Life Explained Explains the War on Christmas, kind of.

Today is December 20th, it is time to for my annual war on Christmas. Yes, I am once again taking up my futile battle with the most excessive of holidays. It is time to rail against the blatant consumerism, wretched scramble for anything to wrap, the insincere mask of the season of giving.

It gives me a headache. Last night when I stopped to buy a six pack of beer and a television dinner there were two Santa's ringing bells at either end of the entry to the grocery store. The one on the southern approach was doing much better. People were dropping clinking piles of change in his little red bucket, 35, 40, 50 cents at a time. Give until it hurts and they have a low threshold for pain.

Northern Santa was not happy, he had three pull tabs from empty cans and 17 cents, so he moved closer. And then a little closer, and then he was standing in the entryway. People were overcome with the spirit of the season, seeing this man in a fake white beard, and a shiny red plastic suit, sweating in the unseasonable warmth, blocking the path into the grocery store. So they turned around and went back to their cars where the guilt and shame was a little more remote and off camera.

Of course the store management was not happy, and asked the offending Santa to move out of the entryway. He did, he moved just south of the southern Santa, where he started raking in the dough, after several minutes he had accumulated almost 90 cents from the dozens of people walking into the store to spend thousands of dollars.

Charity is a zero sum game and this windfall for the new southernmost Santa, formerly the northernmost Santa, (hereafter referred to as Santa A) was an automatic loss for the former southernmost Santa, (henceforth known as Santa B). Santa B (for the sake of brevity let's call him B) moved just a few feet south of Santa A (going forward he will just be A). A was furious.


A moved past B. B began swearing and threatened A with grievous bodily harm.

"Give it your best shot, fat boy." A said, puffing out his chest with the arrogance only a fake beard and a shiny red plastic suit will provide.

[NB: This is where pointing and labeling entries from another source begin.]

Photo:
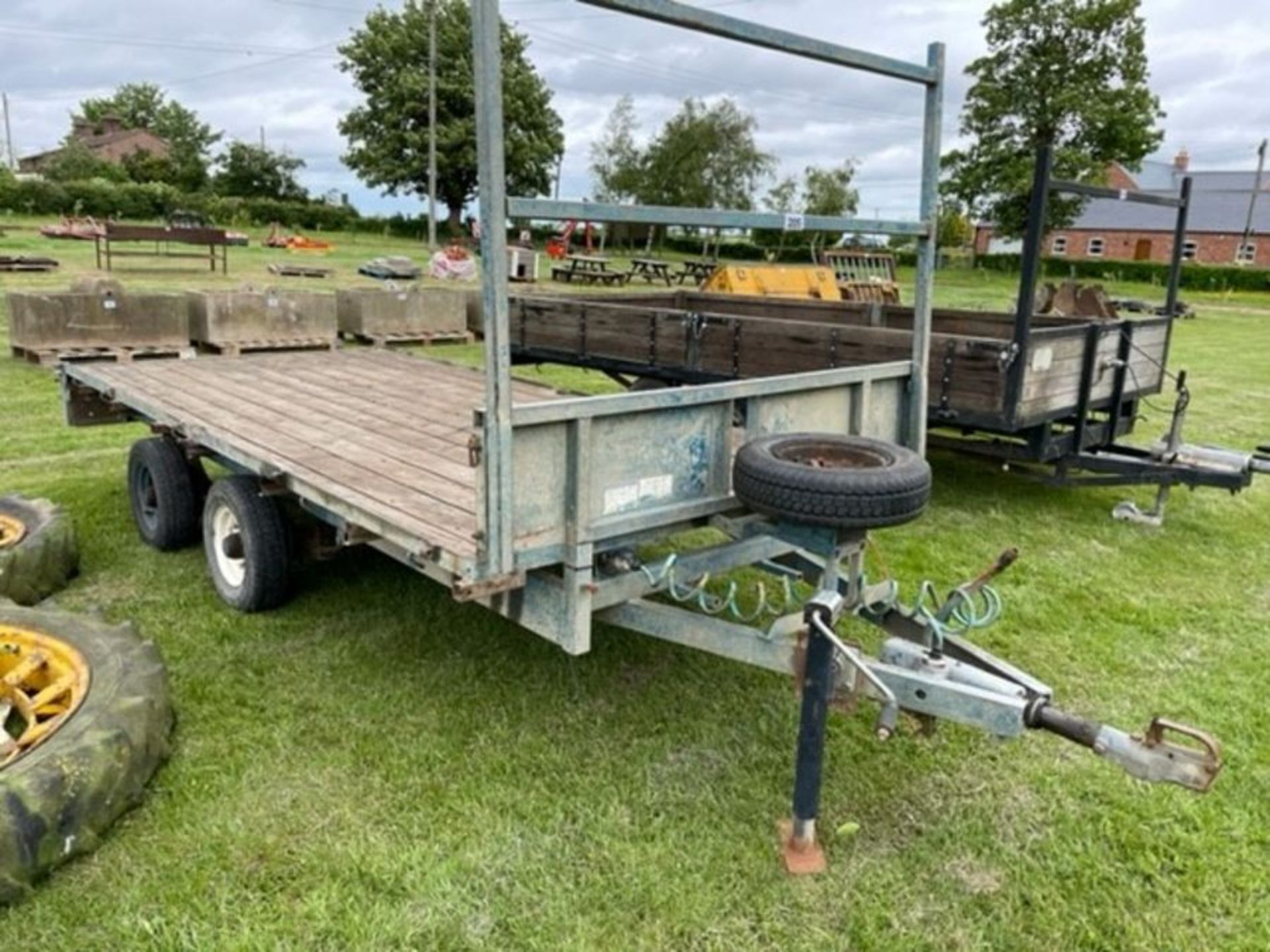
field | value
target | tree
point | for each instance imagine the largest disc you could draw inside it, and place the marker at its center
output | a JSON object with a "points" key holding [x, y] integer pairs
{"points": [[952, 229], [615, 159], [828, 190], [783, 197], [388, 136], [145, 106], [705, 157], [1070, 73], [77, 163], [822, 192], [254, 172]]}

They began wrestling rolling on the ground, grunting with exertion, knocking over a display marked "peace on earth" and filled with artificial evergreen wreaths. They wallowed through the fake needles, the sprayed on fragrance covering both of them in a gentle pine scent.

A crowd gathered and bets were placed. A bright young man, who was studying applied business techniques, ran inside and bought candy bars and cold soda and began selling concessions. People were buying the patio furniture that had been marked down to clearance prices early in the fall and lit fires, roasting hot-dogs and marshmallows.

The air was filled with a joy and festivity that was seen nowhere else in the city, nowhere else in the whole country. A and B eventually ran out of air and just stopped, breathing in ragged shallow breaths, laying on the ground, unable to move, they were locked in a warm, almost tender embrace, sweat dripping from the synthetic beards.

The store made a fortune selling everything from fire pits to canned cheese and boxed crackers, the crowd went away happy, the Santa's made a good haul, and the Christmas spirit that was on display was put back in the bottle. People snarled at each other and cursed their fellow man with all the venom of the season, and Christmas was back to normal.

"And I heard him exclaim as he flew out of sight..." Well you know the rest.